The parties interpret Kokkonen too broadly. The fact that the same diversity which existed at the time of filing the original suit continues to the present is not enough to reopen a case dismissed with prejudice. If that were the case, almost any lawsuit brought under 28 U.S.C. § 1331—and many brought under 28 U.S.C. § 1332(a) if the parties continue to be diverse—could be reopened after being dismissed with prejudice. Rather, the claim the current parties assert is a state law contract claim to enforce the Settlement Agreement. If there is, in fact, jurisdiction over the contract claim under 28 U.S.C. § 1332(a), the parties may bring an action asserting the state law claim in federal district court, but because the facts surrounding a breach of contract claim are largely independent from the facts of the original suit, it is more appropriately brought as a new contract action seeking to enforce the Settlement Agreement. See Vandesande v. U.S., 94 Fed.Cl. 624, 633 (2010), citing Kokkonen, 511 U.S. at 380, 114 S.Ct. 1673.
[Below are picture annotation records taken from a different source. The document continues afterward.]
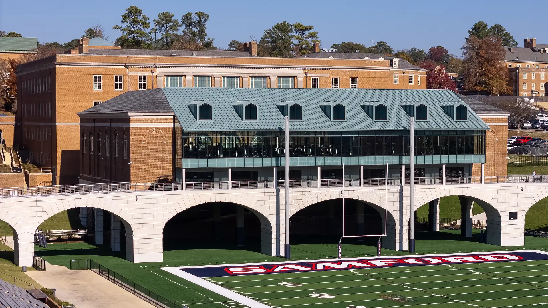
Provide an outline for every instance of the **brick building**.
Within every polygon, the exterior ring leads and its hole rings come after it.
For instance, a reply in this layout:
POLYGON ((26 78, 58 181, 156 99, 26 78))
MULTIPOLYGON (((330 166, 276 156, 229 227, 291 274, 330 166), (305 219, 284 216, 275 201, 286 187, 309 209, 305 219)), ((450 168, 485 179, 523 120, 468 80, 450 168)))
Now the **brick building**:
POLYGON ((292 180, 342 179, 343 163, 345 178, 357 182, 384 178, 386 164, 389 178, 401 178, 402 167, 409 173, 409 132, 402 127, 410 116, 416 119, 419 180, 434 184, 444 171, 458 181, 505 176, 509 115, 444 90, 132 91, 78 113, 79 181, 283 179, 277 168, 283 165, 284 116, 292 180))
POLYGON ((504 65, 508 67, 513 95, 546 96, 548 84, 548 45, 536 44, 536 38, 526 38, 523 47, 505 47, 504 65))
POLYGON ((80 166, 79 144, 75 142, 79 135, 77 112, 127 91, 426 88, 426 71, 401 59, 332 53, 327 58, 259 58, 256 42, 246 46, 244 52, 121 49, 102 39, 83 38, 78 47, 64 54, 18 67, 16 122, 22 125, 16 127, 15 142, 26 150, 26 159, 52 167, 54 183, 72 184, 78 182, 80 166))

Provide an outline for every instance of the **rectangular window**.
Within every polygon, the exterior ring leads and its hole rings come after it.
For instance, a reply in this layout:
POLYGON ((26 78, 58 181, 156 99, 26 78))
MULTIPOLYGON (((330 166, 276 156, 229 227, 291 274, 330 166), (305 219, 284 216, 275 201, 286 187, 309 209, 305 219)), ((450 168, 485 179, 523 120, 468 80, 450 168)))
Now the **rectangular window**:
POLYGON ((195 88, 211 88, 210 76, 194 76, 195 88))
POLYGON ((312 77, 312 87, 315 89, 319 87, 319 77, 312 77))
POLYGON ((146 75, 139 75, 139 89, 146 89, 146 75))
POLYGON ((93 75, 93 89, 102 89, 102 75, 93 75))
POLYGON ((268 80, 268 77, 251 77, 251 87, 266 88, 268 80))
POLYGON ((278 88, 295 88, 295 78, 293 77, 278 77, 278 88))
POLYGON ((358 78, 350 78, 350 88, 351 89, 358 88, 358 78))
POLYGON ((115 90, 123 90, 124 89, 124 76, 122 75, 114 75, 114 89, 115 90))
POLYGON ((239 88, 239 77, 235 76, 222 77, 223 88, 239 88))
POLYGON ((166 88, 182 88, 182 76, 165 76, 166 88))
POLYGON ((339 78, 337 77, 331 78, 331 88, 332 89, 338 89, 339 88, 339 78))

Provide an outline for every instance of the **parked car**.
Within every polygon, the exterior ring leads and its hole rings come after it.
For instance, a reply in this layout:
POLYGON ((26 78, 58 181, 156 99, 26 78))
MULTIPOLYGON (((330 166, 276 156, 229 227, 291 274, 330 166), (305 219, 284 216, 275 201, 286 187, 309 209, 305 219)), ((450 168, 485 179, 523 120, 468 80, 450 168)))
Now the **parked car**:
POLYGON ((520 138, 520 136, 512 136, 511 137, 508 138, 508 143, 514 143, 516 142, 516 139, 520 138))
POLYGON ((514 141, 514 144, 522 145, 532 139, 533 137, 530 137, 529 136, 522 136, 521 137, 518 137, 516 139, 516 141, 514 141))

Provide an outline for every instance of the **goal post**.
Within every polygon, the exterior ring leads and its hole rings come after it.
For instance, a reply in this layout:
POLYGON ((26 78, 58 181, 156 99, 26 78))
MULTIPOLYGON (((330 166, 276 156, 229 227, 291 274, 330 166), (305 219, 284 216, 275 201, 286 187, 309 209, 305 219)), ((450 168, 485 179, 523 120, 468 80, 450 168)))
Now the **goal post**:
MULTIPOLYGON (((346 219, 345 216, 346 214, 346 208, 345 204, 345 197, 346 195, 345 195, 345 184, 346 182, 346 179, 344 177, 344 163, 342 164, 342 191, 341 192, 341 195, 342 197, 342 236, 341 236, 340 238, 339 239, 339 244, 337 245, 337 258, 341 259, 342 258, 342 248, 341 246, 341 242, 342 241, 343 238, 351 238, 355 237, 379 237, 379 241, 377 241, 377 251, 376 255, 377 256, 380 256, 380 240, 383 236, 386 236, 387 231, 387 214, 388 210, 386 209, 386 204, 387 203, 387 197, 388 197, 388 164, 386 164, 386 168, 385 172, 385 206, 384 206, 384 232, 383 234, 373 234, 373 235, 346 235, 346 219)), ((361 181, 363 181, 363 179, 361 179, 361 181)), ((361 185, 361 183, 360 185, 361 185)))

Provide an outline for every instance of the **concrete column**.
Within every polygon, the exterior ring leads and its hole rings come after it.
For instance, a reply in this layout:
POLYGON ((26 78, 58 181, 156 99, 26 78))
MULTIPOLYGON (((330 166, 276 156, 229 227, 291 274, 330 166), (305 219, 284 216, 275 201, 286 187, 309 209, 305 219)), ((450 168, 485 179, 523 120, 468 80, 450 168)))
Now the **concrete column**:
POLYGON ((442 184, 445 185, 445 164, 442 165, 442 184))
MULTIPOLYGON (((356 214, 358 215, 357 217, 357 223, 358 223, 358 235, 364 235, 365 233, 365 225, 363 221, 363 203, 361 202, 358 203, 356 206, 356 214)), ((382 232, 384 232, 383 230, 382 232)), ((358 241, 359 242, 363 241, 363 237, 358 237, 358 241)))
POLYGON ((243 207, 236 206, 236 243, 243 246, 246 241, 246 229, 244 226, 243 207))
POLYGON ((80 223, 84 227, 88 225, 88 208, 80 208, 80 223))
POLYGON ((229 189, 232 189, 232 168, 229 168, 229 189))
POLYGON ((428 231, 439 231, 439 198, 428 203, 428 231))
POLYGON ((110 247, 113 252, 120 251, 120 219, 116 215, 110 214, 110 247))
POLYGON ((466 237, 472 237, 472 204, 473 202, 465 197, 459 196, 460 202, 460 233, 466 237))
POLYGON ((359 186, 363 186, 363 166, 359 166, 359 186))
POLYGON ((213 204, 213 238, 221 238, 221 204, 213 204))
POLYGON ((186 170, 183 169, 181 175, 181 181, 182 182, 182 190, 186 190, 186 170))
POLYGON ((93 229, 95 244, 103 243, 103 210, 93 209, 93 229))

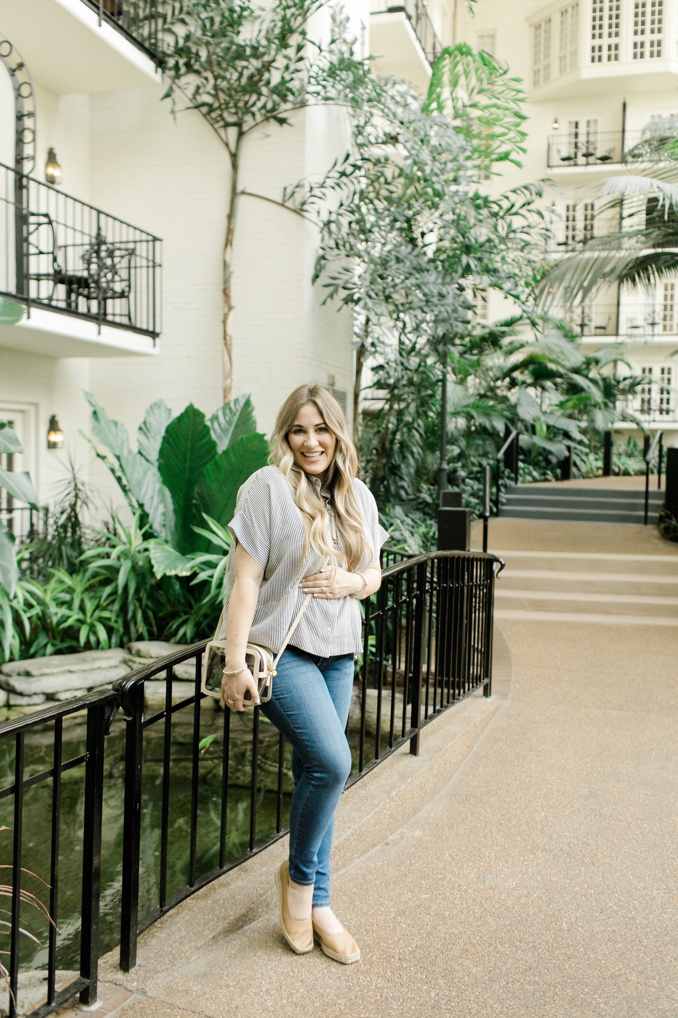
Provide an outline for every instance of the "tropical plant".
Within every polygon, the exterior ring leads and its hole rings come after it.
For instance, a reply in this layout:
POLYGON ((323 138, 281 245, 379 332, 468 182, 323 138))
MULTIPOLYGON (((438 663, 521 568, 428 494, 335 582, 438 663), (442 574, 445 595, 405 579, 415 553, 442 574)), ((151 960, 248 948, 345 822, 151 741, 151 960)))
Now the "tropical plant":
POLYGON ((152 403, 138 430, 138 449, 126 429, 112 420, 94 396, 91 430, 97 455, 106 463, 149 546, 156 576, 189 575, 192 553, 219 548, 205 529, 208 517, 222 527, 231 520, 238 489, 264 466, 268 444, 258 434, 249 396, 225 403, 209 419, 193 404, 177 417, 163 400, 152 403), (155 540, 151 540, 155 539, 155 540))
MULTIPOLYGON (((163 98, 197 110, 212 128, 230 164, 224 243, 224 399, 231 398, 233 250, 243 195, 273 201, 246 189, 243 150, 261 127, 292 125, 308 106, 344 103, 369 73, 347 43, 346 21, 333 16, 326 43, 309 38, 309 18, 325 0, 169 0, 163 70, 170 84, 163 98)), ((278 203, 285 206, 282 203, 278 203)))
MULTIPOLYGON (((22 452, 21 443, 16 432, 5 420, 0 420, 0 453, 12 455, 20 452, 22 452)), ((4 488, 11 498, 26 502, 32 509, 38 509, 38 496, 27 472, 4 470, 0 467, 0 488, 4 488)), ((11 597, 16 588, 17 579, 14 535, 0 520, 0 586, 11 597)))

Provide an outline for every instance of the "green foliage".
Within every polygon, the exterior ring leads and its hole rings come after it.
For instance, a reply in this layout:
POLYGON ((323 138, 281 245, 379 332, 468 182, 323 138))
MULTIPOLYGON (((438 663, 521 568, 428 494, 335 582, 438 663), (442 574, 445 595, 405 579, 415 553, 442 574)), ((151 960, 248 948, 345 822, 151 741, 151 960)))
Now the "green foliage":
POLYGON ((424 112, 446 113, 472 146, 474 162, 488 172, 493 163, 521 165, 525 102, 522 81, 509 76, 506 64, 457 43, 445 47, 433 65, 424 112))
POLYGON ((146 534, 150 561, 160 578, 186 576, 192 553, 215 544, 200 528, 203 515, 226 525, 233 517, 238 489, 264 466, 268 444, 258 434, 249 396, 239 396, 209 418, 193 404, 172 418, 153 403, 139 427, 138 451, 129 448, 127 432, 111 420, 94 396, 93 434, 110 456, 96 447, 146 534))
MULTIPOLYGON (((13 454, 21 451, 21 443, 14 429, 6 420, 0 420, 0 453, 13 454)), ((26 472, 0 469, 0 488, 4 488, 11 498, 26 502, 33 509, 38 508, 38 496, 26 472)), ((14 536, 0 521, 0 588, 11 597, 16 588, 17 579, 14 536)))

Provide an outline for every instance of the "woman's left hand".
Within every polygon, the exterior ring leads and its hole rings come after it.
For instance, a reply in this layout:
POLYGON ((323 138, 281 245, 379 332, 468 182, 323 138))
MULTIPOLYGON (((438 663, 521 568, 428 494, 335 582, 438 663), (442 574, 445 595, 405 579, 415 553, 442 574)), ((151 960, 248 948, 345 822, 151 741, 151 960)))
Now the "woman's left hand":
POLYGON ((314 598, 332 599, 359 593, 363 581, 357 573, 326 567, 314 576, 306 576, 300 585, 306 593, 312 593, 314 598))

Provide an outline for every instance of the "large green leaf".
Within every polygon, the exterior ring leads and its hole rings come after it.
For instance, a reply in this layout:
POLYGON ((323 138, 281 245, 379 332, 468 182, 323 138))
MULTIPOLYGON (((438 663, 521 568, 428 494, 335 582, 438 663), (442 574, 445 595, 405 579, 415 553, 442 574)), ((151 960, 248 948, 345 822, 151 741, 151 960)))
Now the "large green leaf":
POLYGON ((0 452, 22 452, 16 432, 4 420, 0 420, 0 452))
POLYGON ((148 517, 153 534, 162 541, 174 543, 176 541, 174 506, 158 467, 152 466, 138 452, 123 453, 120 465, 130 492, 148 517))
POLYGON ((197 568, 191 559, 162 541, 150 542, 149 555, 158 579, 161 576, 190 576, 197 568))
POLYGON ((226 526, 233 519, 238 489, 247 478, 265 466, 268 443, 263 435, 243 435, 205 467, 196 489, 200 512, 226 526))
POLYGON ((243 435, 251 435, 256 432, 254 407, 250 396, 245 393, 243 396, 236 396, 224 406, 220 406, 219 410, 214 410, 207 425, 211 437, 217 443, 217 452, 224 452, 232 442, 236 442, 243 435))
POLYGON ((172 496, 177 521, 176 548, 182 554, 195 544, 191 524, 195 519, 195 486, 206 465, 217 455, 217 444, 205 423, 204 413, 192 403, 170 421, 163 436, 158 469, 172 496))
POLYGON ((112 420, 90 392, 85 392, 84 397, 91 406, 93 435, 119 459, 129 449, 127 429, 119 420, 112 420))
POLYGON ((0 583, 13 597, 19 571, 14 555, 14 535, 0 523, 0 583))
POLYGON ((158 466, 158 455, 165 429, 172 420, 172 410, 164 399, 151 403, 139 425, 137 445, 144 459, 158 466))
POLYGON ((38 508, 38 496, 30 483, 30 477, 25 471, 9 471, 0 468, 0 488, 6 489, 12 498, 27 502, 34 509, 38 508))

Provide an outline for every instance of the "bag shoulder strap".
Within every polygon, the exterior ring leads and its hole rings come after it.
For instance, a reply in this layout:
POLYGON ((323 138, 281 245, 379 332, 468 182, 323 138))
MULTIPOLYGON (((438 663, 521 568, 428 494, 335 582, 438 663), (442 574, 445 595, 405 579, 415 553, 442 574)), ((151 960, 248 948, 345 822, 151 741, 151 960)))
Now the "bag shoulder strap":
POLYGON ((297 612, 297 614, 295 616, 295 619, 294 619, 294 622, 292 623, 292 625, 288 629, 288 634, 285 637, 285 639, 283 640, 283 646, 280 648, 280 651, 275 655, 275 659, 273 661, 273 668, 278 667, 278 662, 283 657, 283 652, 287 648, 288 643, 292 639, 292 636, 294 635, 294 631, 297 628, 297 626, 299 625, 299 623, 301 622, 302 616, 303 616, 304 612, 306 611, 306 609, 308 608, 308 606, 310 605, 312 598, 313 598, 312 593, 307 593, 306 597, 304 598, 304 604, 301 606, 301 608, 297 612))

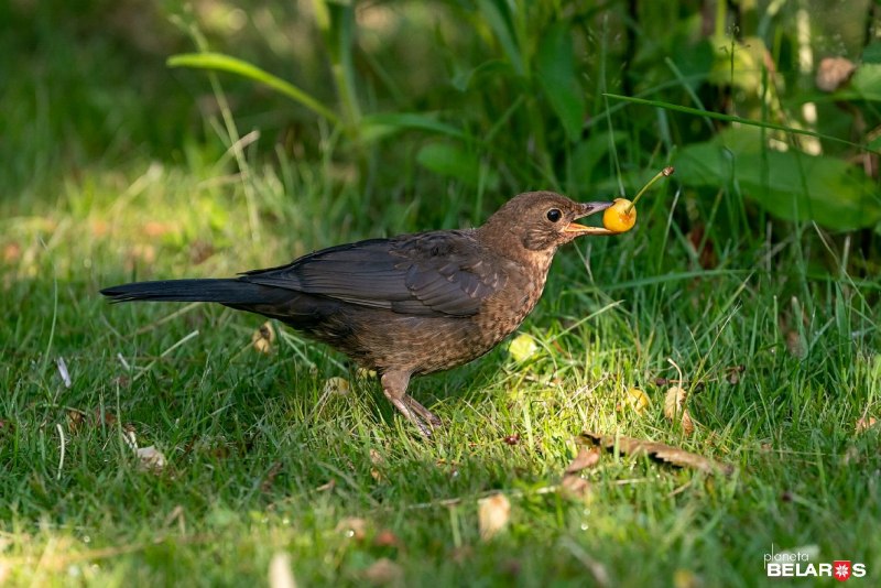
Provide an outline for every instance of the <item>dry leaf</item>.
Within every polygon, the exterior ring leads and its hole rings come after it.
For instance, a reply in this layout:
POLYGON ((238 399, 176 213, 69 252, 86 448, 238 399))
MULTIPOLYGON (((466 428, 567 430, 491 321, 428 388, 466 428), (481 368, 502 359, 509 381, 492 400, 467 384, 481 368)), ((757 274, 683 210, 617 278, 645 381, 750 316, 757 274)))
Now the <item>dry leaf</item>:
POLYGON ((584 499, 590 496, 590 482, 577 473, 566 473, 563 476, 559 488, 563 496, 570 499, 584 499))
POLYGON ((153 445, 139 447, 134 455, 141 460, 141 469, 150 471, 162 471, 165 468, 165 455, 153 445))
POLYGON ((338 375, 334 375, 333 378, 328 378, 324 382, 324 392, 325 396, 331 395, 339 395, 345 396, 351 390, 351 383, 346 380, 345 378, 340 378, 338 375))
POLYGON ((78 411, 76 409, 69 409, 67 411, 67 431, 69 431, 72 434, 79 431, 85 421, 86 413, 83 411, 78 411))
POLYGON ((527 360, 534 356, 539 346, 535 344, 535 339, 525 333, 514 337, 508 345, 508 352, 511 353, 511 357, 516 361, 527 360))
POLYGON ((688 414, 688 410, 685 407, 686 398, 687 393, 685 389, 678 385, 670 386, 664 398, 664 416, 671 423, 675 423, 678 415, 682 429, 686 435, 690 435, 695 432, 695 424, 692 421, 692 415, 688 414))
POLYGON ((489 541, 508 526, 508 520, 511 518, 511 502, 504 494, 493 494, 480 499, 477 504, 480 538, 489 541))
POLYGON ((663 443, 649 439, 635 439, 633 437, 616 437, 614 435, 599 435, 597 433, 584 432, 579 435, 583 443, 598 445, 606 450, 613 451, 616 448, 621 455, 648 455, 652 459, 677 466, 681 468, 693 468, 705 473, 725 473, 735 471, 730 464, 720 464, 704 456, 686 451, 681 447, 673 447, 663 443))
POLYGON ((578 448, 578 455, 575 456, 575 459, 572 460, 566 467, 566 473, 578 473, 583 469, 592 468, 599 464, 599 447, 591 447, 590 449, 586 447, 578 448))
POLYGON ((275 340, 275 331, 272 328, 272 323, 267 320, 260 328, 251 335, 251 344, 254 349, 261 353, 269 353, 272 351, 272 342, 275 340))
POLYGON ((857 66, 845 57, 824 57, 817 66, 816 84, 823 91, 835 91, 848 83, 857 66))
POLYGON ((404 575, 401 566, 389 559, 382 557, 377 559, 370 567, 363 570, 363 577, 367 581, 372 584, 392 584, 400 581, 404 575))
POLYGON ((74 385, 74 382, 70 380, 70 372, 67 371, 67 363, 64 361, 63 357, 59 357, 55 360, 55 364, 58 367, 58 373, 62 377, 62 381, 64 382, 64 388, 70 388, 74 385))
POLYGON ((637 414, 642 414, 645 412, 645 409, 652 403, 649 400, 649 396, 640 390, 639 388, 631 388, 627 391, 627 405, 633 409, 633 412, 637 414))
POLYGON ((401 547, 401 546, 403 546, 403 544, 401 543, 401 540, 398 538, 398 535, 395 535, 393 532, 391 532, 388 529, 383 529, 379 533, 377 533, 377 536, 373 537, 373 545, 376 545, 377 547, 401 547))
POLYGON ((673 588, 700 588, 704 580, 690 569, 678 568, 673 573, 673 588))
POLYGON ((291 570, 291 556, 276 553, 269 563, 269 588, 296 588, 294 573, 291 570))

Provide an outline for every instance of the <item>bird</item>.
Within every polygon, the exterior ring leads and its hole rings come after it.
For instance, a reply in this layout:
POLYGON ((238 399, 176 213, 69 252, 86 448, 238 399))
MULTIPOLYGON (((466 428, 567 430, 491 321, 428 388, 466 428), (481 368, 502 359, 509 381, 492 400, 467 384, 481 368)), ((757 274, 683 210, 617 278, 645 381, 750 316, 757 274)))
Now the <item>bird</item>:
POLYGON ((613 235, 576 222, 609 206, 527 192, 477 228, 339 244, 236 277, 100 292, 115 303, 213 302, 281 320, 376 371, 385 398, 431 437, 443 423, 407 394, 410 380, 468 363, 516 330, 561 246, 613 235))

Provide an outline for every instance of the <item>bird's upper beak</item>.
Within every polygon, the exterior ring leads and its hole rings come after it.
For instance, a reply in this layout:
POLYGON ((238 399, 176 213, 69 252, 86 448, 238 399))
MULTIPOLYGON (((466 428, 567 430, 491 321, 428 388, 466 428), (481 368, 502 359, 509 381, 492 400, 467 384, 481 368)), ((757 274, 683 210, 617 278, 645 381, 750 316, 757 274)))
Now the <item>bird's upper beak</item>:
MULTIPOLYGON (((581 209, 575 216, 575 218, 584 218, 596 213, 606 210, 612 205, 612 203, 583 203, 580 205, 581 209)), ((588 227, 586 225, 579 225, 578 222, 569 222, 569 226, 563 229, 563 232, 574 232, 577 235, 614 235, 614 231, 610 231, 609 229, 602 227, 588 227)))

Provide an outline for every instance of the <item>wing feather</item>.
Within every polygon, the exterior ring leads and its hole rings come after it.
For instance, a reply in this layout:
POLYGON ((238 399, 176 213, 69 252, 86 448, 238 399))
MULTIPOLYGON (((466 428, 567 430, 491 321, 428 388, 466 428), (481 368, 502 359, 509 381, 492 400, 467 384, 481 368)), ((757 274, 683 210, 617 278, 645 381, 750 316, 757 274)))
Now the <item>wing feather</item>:
POLYGON ((241 280, 416 315, 470 316, 507 282, 474 231, 370 239, 316 251, 241 280))

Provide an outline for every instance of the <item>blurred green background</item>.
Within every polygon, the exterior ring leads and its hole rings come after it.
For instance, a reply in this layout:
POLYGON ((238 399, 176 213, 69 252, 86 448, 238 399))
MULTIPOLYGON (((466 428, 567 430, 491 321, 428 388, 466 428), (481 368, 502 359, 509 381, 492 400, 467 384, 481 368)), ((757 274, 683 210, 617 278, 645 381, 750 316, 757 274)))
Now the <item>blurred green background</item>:
POLYGON ((878 0, 0 2, 0 584, 253 584, 285 553, 305 585, 755 586, 772 548, 878 584, 880 25, 878 0), (264 356, 261 318, 98 294, 667 165, 632 231, 557 255, 526 360, 413 383, 432 444, 296 334, 264 356), (739 473, 606 456, 568 496, 583 429, 739 473))

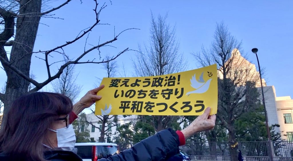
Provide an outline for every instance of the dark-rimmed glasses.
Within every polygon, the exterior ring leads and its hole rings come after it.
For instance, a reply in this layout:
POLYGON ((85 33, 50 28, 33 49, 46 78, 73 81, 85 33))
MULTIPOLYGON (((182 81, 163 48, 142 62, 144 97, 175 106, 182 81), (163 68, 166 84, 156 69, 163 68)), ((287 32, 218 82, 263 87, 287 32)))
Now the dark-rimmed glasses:
POLYGON ((69 115, 67 115, 66 117, 63 118, 59 118, 55 120, 55 121, 60 121, 65 120, 66 123, 66 127, 68 128, 69 127, 69 115))

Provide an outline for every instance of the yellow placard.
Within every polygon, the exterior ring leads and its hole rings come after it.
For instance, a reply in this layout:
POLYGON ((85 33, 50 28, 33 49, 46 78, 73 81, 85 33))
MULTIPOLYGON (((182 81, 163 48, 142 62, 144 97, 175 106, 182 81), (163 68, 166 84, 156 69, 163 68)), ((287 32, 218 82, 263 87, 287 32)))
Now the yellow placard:
POLYGON ((96 115, 199 115, 208 107, 217 112, 215 64, 189 71, 146 77, 104 78, 96 115))

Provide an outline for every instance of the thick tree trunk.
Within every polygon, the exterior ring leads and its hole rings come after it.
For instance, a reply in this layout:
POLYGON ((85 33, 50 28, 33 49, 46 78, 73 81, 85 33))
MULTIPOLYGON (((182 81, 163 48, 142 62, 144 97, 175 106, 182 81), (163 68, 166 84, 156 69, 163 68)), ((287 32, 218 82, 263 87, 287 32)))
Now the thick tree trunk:
POLYGON ((155 117, 155 120, 156 122, 154 123, 155 124, 155 127, 156 127, 156 131, 158 132, 161 130, 164 129, 164 127, 163 127, 163 122, 162 122, 162 119, 163 117, 162 116, 154 116, 153 117, 155 117))
MULTIPOLYGON (((40 17, 25 16, 29 13, 40 13, 41 0, 21 0, 16 21, 15 38, 11 50, 9 61, 20 70, 29 76, 32 52, 37 36, 40 17)), ((6 70, 7 79, 4 95, 5 115, 16 98, 28 92, 29 82, 11 70, 6 70)))
POLYGON ((217 160, 217 137, 216 132, 214 131, 209 132, 206 131, 205 134, 207 136, 207 141, 209 141, 209 146, 211 150, 211 156, 212 158, 214 160, 217 160))
POLYGON ((103 121, 102 122, 102 128, 101 129, 101 134, 100 136, 99 142, 103 143, 105 140, 105 127, 106 127, 106 123, 107 122, 108 116, 103 115, 103 121))

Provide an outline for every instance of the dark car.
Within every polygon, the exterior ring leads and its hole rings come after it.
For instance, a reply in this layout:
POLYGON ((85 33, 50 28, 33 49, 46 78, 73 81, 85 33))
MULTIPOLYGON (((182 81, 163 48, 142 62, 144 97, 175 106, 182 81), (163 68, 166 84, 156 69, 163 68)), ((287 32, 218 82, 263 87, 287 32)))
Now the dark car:
POLYGON ((76 143, 76 153, 84 161, 97 161, 102 158, 119 154, 117 144, 104 143, 76 143))
POLYGON ((191 160, 190 157, 186 153, 180 150, 179 154, 173 156, 168 160, 168 161, 187 161, 191 160))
The parties also contend that Rule 60(b)(6) of the Federal Rules of Civil Procedure provides an additional basis for granting the motion and reopening the case. Rule 60(b)(6) provides that “[o]n motion and just terms, the court may relieve a party or its legal representative from a final judgment, order, or proceeding for ... any other reason that justifies relief.” Fed.R.Civ.P. 60(b)(6). In describing the use of Rule 60(b)(6), courts have “narrowly circumscribed its availability, holding that Rule 60(b)(6) relief will be granted only if extraordinary circumstances are present.” Balentine v. Thaler, 626 F.3d 842, 846 (5th Cir.2010), citing Batts v. Tow–Motor Forklift Co., 66 F.3d 743, 747 (5th Cir.1995). The motions before the court do not present any extraordinary circumstances that require relief be granted under the catch-all provision of Rule 60(b)(6). The court declines to grant relief under the rule.
III. Conclusion
The court holds that there is no proper basis for jurisdiction or ground for relief under which the original case may be reopened to enforce the settlement agreement, and the Motion to Reopen Case, Enforce Settlement, Remove Trustee, and Appoint Successor Trustee is DENIED. The enforcement of the settlement agreement is a state law contractual claim. Should diversity requirements under 28 U.S.C. § 1332(a) be satisfied, the parties may bring the claim in federal district court, but must do so as a new lawsuit, independent of the previously dismissed action.